Don’t know what to make in a hurry? Try this curry! It’s a great weekend meal idea and can be served alone or with a side of rice!
Makes 2-3 servings
Ingredients:
8 chicken drum sticks (you can also use boneless thighs)
Salt to taste
Garlic powder (1/4 tsp)
Chili flakes (1/2 tsp)
Dried basil (1/2 tsp)
1/2 buttercup squash (4 cups)
1 tbsp avocado oil
1/2 white onion (1 cup)
1 tbsp mince garlic
8 oz cremini mushrooms
2 tbsp Thai green curry paste
1.5 cup coconut cream/milk (divided)
1 cup water
8 lacinato kale leaves, stem removed, chopped
Handful of Thai basil
Direction:
Preheat oven to 375 degrees.
In a baking tray, line parchment paper and season chicken with salt, garlic powder, chili flakes and dried basil.
Add squash to tray and bake for 30 mins at 375 degrees.

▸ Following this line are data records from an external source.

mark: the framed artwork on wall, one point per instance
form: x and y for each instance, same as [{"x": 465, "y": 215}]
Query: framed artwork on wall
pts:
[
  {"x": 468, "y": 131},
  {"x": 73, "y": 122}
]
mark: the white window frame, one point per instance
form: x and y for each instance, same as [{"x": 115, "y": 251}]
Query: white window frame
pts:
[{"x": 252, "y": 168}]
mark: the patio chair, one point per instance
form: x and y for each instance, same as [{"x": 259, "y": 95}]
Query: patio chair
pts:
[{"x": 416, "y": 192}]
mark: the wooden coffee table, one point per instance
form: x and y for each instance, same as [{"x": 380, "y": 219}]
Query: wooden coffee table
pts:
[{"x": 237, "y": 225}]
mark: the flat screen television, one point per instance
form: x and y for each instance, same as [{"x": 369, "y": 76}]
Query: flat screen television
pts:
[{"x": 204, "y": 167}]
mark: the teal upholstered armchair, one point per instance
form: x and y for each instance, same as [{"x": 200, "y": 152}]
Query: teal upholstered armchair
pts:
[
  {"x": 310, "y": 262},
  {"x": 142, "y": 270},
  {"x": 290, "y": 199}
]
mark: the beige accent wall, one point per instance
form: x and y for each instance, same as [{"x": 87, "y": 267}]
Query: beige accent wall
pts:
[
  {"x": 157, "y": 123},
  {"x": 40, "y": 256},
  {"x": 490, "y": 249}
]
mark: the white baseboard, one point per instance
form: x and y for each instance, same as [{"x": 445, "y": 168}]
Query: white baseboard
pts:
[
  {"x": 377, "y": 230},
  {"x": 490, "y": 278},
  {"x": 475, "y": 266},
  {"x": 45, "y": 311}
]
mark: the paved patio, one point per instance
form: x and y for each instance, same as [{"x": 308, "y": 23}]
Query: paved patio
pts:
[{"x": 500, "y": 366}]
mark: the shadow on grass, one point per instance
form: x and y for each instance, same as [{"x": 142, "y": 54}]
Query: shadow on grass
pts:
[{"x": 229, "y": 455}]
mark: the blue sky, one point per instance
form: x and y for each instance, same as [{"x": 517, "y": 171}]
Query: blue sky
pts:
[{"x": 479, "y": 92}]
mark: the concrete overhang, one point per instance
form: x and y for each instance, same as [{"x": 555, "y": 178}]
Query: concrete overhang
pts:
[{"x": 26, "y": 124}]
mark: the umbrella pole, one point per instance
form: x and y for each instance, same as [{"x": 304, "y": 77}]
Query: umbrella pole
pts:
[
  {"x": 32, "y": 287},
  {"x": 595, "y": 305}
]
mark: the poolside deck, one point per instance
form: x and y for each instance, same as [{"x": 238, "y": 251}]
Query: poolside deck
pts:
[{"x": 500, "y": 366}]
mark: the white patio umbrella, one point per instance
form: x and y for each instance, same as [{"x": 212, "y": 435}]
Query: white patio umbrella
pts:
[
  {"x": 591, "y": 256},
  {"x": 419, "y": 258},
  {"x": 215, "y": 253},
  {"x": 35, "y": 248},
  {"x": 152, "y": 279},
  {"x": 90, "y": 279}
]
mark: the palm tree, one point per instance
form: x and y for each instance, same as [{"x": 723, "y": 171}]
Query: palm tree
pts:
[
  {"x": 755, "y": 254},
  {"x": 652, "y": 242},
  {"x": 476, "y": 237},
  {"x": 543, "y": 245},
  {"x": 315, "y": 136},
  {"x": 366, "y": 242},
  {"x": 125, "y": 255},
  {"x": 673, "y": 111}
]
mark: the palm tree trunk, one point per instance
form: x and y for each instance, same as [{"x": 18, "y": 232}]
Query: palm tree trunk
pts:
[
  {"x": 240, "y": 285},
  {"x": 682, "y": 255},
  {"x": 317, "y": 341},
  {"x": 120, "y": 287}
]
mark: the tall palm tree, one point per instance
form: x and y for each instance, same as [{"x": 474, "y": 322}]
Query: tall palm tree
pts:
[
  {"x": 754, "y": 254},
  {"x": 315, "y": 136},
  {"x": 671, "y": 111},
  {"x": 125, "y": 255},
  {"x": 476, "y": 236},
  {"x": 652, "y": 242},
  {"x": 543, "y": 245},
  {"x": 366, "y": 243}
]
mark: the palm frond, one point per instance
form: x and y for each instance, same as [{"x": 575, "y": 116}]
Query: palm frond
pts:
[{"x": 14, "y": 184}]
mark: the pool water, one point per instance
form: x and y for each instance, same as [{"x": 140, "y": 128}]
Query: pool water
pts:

In a large skillet on medium heat, add oil. Then garlic and onions. Stir until onions are brown.
Add mushrooms and keep stirring. Cover for about 2 minutes.
Add curry paste and 1/2 cup of coconut cream/milk.
Add water then cover and lower to a simmer for 5 mins.
Add remainder of coconut milk (1 cup).
Add baked chicken back in, slowly add kale, squash and basil. Stir until well mixed. Remove and serve!